Source: section 135, ERA: employee has basic right to redundancy payment

Those excluded from payments:

  • Independent contractors

  • Employment outside Great Britain

  • Less than two years continuous employment

  • Offer of suitable alternative employment

  • Misconduct

  • Offer of re-engagement or alternative employment.

  • Former registered dock workers and share fishermen

  • Crown servants, members of the armed forces or police services

  • Apprentices who are not employees at the end of their training

  • A domestic servant who is a member of the employer’s immediate family.

Payment Calculation:

Source: section 162, ERA

Information required:

  • Age of employee

  • Length of continuous employment

  • Amount of gross weekly pay

Working backwards, for each year in which employee was aged between 41 and 64: one and a half week’s pay.

For each year aged between 22 and 41: one week’s pay.

For each year from start of work to age 22: half a week’s pay.

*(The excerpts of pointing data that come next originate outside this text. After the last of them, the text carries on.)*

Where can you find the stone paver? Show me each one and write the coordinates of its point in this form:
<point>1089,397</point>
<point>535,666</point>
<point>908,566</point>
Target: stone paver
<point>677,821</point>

Notes: 20 years maximum calculation

Maximum gross weekly pay: £538

Employment before 18 not counted.

Current maximum redundancy payment: £16,140

Weekly pay is the average earned per week over the 12 weeks before redundancy notice is required.

Short-term and temporary lay-offs

Workers can claim statutory redundancy pay that they are eligible for and have been temporarily laid off, without pay or less than half a week’s pay for either:

  • More than 4 weeks in a row

  • More than 6 non-consecutive weeks in a 13-week period.

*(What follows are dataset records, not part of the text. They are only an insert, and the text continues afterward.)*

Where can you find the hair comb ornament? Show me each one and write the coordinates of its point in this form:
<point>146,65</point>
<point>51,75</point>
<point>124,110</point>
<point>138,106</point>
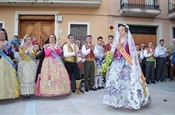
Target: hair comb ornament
<point>126,26</point>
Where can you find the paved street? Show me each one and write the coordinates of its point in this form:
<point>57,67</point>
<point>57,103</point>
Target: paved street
<point>163,103</point>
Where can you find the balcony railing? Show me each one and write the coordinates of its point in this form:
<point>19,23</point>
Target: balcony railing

Employers must be informed of the intention to claim statutory redundancy pay within 4 weeks of the last non-working day in the 4 or 6-week period.

The claim could be rejected if normal work is likely to start within 4 weeks and continue for at least 13 weeks.

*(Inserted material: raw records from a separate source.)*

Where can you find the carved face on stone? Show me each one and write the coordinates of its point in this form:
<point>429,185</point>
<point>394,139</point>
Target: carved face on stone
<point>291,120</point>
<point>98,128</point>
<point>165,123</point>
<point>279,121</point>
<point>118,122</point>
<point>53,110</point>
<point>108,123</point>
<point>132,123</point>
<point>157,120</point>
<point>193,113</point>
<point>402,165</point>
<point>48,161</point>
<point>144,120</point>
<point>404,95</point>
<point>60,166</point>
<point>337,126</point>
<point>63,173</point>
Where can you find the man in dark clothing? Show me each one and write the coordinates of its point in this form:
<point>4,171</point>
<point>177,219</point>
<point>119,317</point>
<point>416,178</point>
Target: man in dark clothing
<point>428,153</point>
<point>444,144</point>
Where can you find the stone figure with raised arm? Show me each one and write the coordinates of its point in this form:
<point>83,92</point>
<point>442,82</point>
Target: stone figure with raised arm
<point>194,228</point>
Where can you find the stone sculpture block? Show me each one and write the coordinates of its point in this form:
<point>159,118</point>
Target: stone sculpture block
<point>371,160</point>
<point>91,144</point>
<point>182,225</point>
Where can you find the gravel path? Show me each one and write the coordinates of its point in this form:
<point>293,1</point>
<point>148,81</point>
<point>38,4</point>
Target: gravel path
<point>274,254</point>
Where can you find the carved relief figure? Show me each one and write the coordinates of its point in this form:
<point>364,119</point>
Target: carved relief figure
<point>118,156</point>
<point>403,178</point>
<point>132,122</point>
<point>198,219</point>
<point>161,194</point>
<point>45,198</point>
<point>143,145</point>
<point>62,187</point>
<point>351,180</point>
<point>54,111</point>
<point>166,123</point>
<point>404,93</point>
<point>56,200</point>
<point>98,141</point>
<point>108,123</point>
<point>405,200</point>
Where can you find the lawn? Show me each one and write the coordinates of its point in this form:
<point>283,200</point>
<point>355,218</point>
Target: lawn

Reduction of redundancy payments:

  • Misconduct

  • Employees nearing retiring age.

Where an employer fails to pay, the redundant worker may apply for payment direct from National Insurance Fund.

Disputes are referred to Employment Tribunal: section 170, ERA.

Redundancy payments not subject to recoupment.

Time limit for claims: six months from “relevant date”

Relevant date:

  • Contract terminated by notice: date when notice expires

  • Contract terminated without notice: date of termination

  • Fixed term contract: date on which fixed term expires

  • Employee taken to have been dismissed: date on which notice expires

  • Special rules where employee worked for trial period.